Taking a Long Treasuries ETF Position After the Sell-Off | ETF Trends

Benchmark Treasury bond yields recently touched a 6-month high. However, investors who believe the sell-off may be overdone could take a look at long-term and leveraged Treasuries-related exchange traded funds to capture a rebound.

Yields on 10-year Treasury notes hit an intra-day high of 2.366% but dipped to 2.249% Tuesday.

In afternoon trading Tuesday, the iShares 20+ Year Treasury Bond ETF (NYSEArca: TLT) was back up 0.3%, PIMCO 25+ Year Zero Coupon US Treasury (NYSEArca: ZROZ) was 1.4% higher and Vanguard Extended Duration Treasury ETF (NYSEArca: EDV) gained 0.6%. The long-term Treasury bond ETFs are seeing a small bounce after a month of selling, which sent the ETFs below their long-term trend lines.

More aggressive traders can consider leveraged options to play a bounce in Treasuries, such as  the ProShares Ultra 20+ Year Treasury (NYSEArca: UBT) and Direxion Daily 20+ Year Treasury Bull 3x Shares ETF (NYSEArca: TMF). On Tuesday, UBT increased 1.3% and TMF rose 1.0%. However, potential investors should be aware that these types of leveraged investments come with greater risks and should be closely monitored.

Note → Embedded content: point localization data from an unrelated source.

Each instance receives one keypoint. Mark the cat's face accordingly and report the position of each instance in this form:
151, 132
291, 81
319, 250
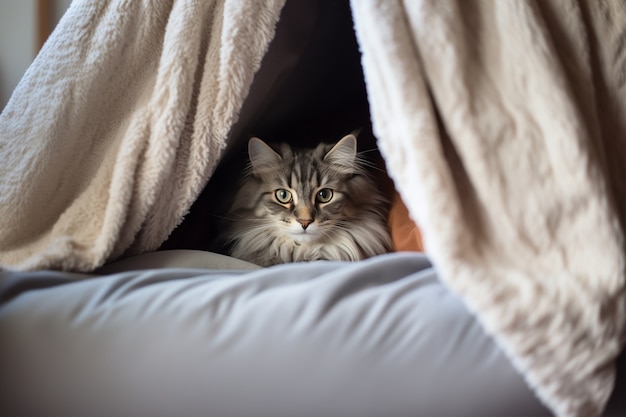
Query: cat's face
305, 195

U.S. Treasuries pared the earlier selling Tuesday as traders tiptoed back into after yields on the benchmark 10-year Treasuries traded at around a 6-month high, reports Min Zeng for the Wall Street Journal.

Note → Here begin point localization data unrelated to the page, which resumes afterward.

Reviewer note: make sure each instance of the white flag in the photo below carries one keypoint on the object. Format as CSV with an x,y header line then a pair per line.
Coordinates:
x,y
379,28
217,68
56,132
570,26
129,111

Market observers pointed to buying demand from hedge funds, asset money managers and even foreign investors, with many believing that the risk of bond yields spiking remains significantly low since the Federal Reserve has stated that monetary tightening will be gradual and slow.

“The selloff has been driven by technical factors,” James Camp, head of fixed income at Eagle Asset Management, said in the article. “It is overdone.”